O yıllarda yeryüzünün en ünlü, en çok okunan yazarıdır. Dickens, önce asılı (ve kapısı kilitli) vagondaki yolcuları sakinleştirir, sonra kuşkusuz pencereden çıkıp yukarıya, köprüye tırmanır. Karmaşada bir kondüktör bulup havada dikilen sekizinci vagonun anahtarını alır, tekrar aşağıya inip kapısını açar, içindekilerin birer birer köprüye çıkıp kurtulmasını sağlar. Silindir şapkasına içme suyu doldurup herkese dağıtır, cebindeki konyak şişesi devreye girer.

ENTELEKTÜEL KAHRAMAN

Dickens, bununla da yetinmez.
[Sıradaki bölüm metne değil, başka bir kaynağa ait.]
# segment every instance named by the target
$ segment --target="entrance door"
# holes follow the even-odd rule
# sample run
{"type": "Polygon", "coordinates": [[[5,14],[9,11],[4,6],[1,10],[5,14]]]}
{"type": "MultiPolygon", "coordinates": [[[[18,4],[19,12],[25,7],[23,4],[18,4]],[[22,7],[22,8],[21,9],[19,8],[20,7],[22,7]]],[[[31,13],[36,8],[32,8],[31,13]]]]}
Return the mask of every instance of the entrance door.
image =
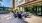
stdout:
{"type": "Polygon", "coordinates": [[[41,15],[41,5],[34,6],[33,13],[35,13],[36,15],[41,15]]]}

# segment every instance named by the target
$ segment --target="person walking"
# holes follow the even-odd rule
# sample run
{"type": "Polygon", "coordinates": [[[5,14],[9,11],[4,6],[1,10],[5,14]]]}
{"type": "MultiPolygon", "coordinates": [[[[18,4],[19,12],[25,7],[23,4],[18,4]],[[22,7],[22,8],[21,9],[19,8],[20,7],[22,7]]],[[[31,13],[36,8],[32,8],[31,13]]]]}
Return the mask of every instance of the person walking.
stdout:
{"type": "Polygon", "coordinates": [[[20,12],[18,12],[18,18],[22,19],[20,12]]]}
{"type": "Polygon", "coordinates": [[[15,18],[17,17],[17,12],[16,12],[16,11],[14,12],[14,17],[15,17],[15,18]]]}

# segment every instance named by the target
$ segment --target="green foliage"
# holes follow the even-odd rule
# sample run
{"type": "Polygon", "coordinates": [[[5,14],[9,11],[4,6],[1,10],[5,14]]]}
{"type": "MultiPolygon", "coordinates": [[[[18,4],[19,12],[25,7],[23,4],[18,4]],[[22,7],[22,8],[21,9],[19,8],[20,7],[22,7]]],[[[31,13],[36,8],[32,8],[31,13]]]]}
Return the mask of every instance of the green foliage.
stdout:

Boşalan sekizinci vagondan, suyun altındaki yedinciye dalar, oradan da bir yolcuyu canlı çıkarır. 

Suyun içindeki vagonlar ceset doludur. Saatlerce olay yerinde kalır, Charles Dickens. Kazayı duyup gelen yolcu yakınlarının ölülerine sahip çıkmasına yardımcı olur. Saatlerce durmadan, dinlenmeden kazazedeler için çabalar, didinir. 

Yapılabilecek her şey yapıldıktan sonra son kez, havada asılı kalan sekizinci vagona döner. Aklına bir şey gelmiştir. Orada, bir çengele asılı duran paltosunun cebinde, yeni bitirdiği ve Londra’daki yayımcısına götürdüğü “Ortak Dostumuz” adlı romanın orijinali vardır. Onu da kurtarır ve köprüye çıkar. 

YAŞANAN YAZILMAZ MI?

Kazanın olduğu 1865 yılında, Dickens 53 yaşındadır ve sağlığı çok da parlak değildir. Gazeteci ve romancı olarak çalıştığı uzun yıllar boyunca tüyler ürpertici, korkunç olan hiçbir ayrıntıyı yazmaktan kaçınmamış bir büyük yazardır. 

Yukarda anlattığım, kendi başından geçen gerçek olayı, hiçbir yerde yazmamıştır. Oysa zamanın ilk gerçek medya yıldızı ve çağdaş anlamda gerçekten ünlü ilk yazarıdır. Buna rağmen tren olayı ve Dickens’ın payı, hiçbir zaman duyulmaz, bilinmez. Elbette o yıllarda basın, bugün bildiğimiz kadar sulu, yılışık ve sararmış değildi; bunun da payı var. Olup bitenleri Dickens’ın yakın dostlarına yazdığı mektuplardan, polis kayıtlarından, tanıkların ifadelerinden öğreniyoruz yüz yıl sonra. Dickens, soruşturmaya katılmayı reddettiği gibi, o trendeki yolculardan biri olduğunun duyulmasını da engellemiş…” *

YİRMİ YIL OLMUŞ…

Okuduğunuz satırlar, can kardeşim Memet Baydur tarafından yazıldı ve Cumhuriyet gazetesindeki Kuşbakışı köşesinde yayımlandıktan birkaç ay sonra, tam olarak 24 Kasım 2001’de onu kaybettik. Yirmi yıl olmuş…

Memet’le aynı yıl, aynı kentte doğmuştuk. Karşılaştığımızda 35 yaşındaydık. Birbirimizi çok sevdik. Oysa her şeyde aynı düşünmez, anlaşmaz, hatta çekişirdik. Çok daha kültürlüydü benden. Hatta ve kuşkusuz, Türkiye’nin en bilgili insanıydı, diyebilirim.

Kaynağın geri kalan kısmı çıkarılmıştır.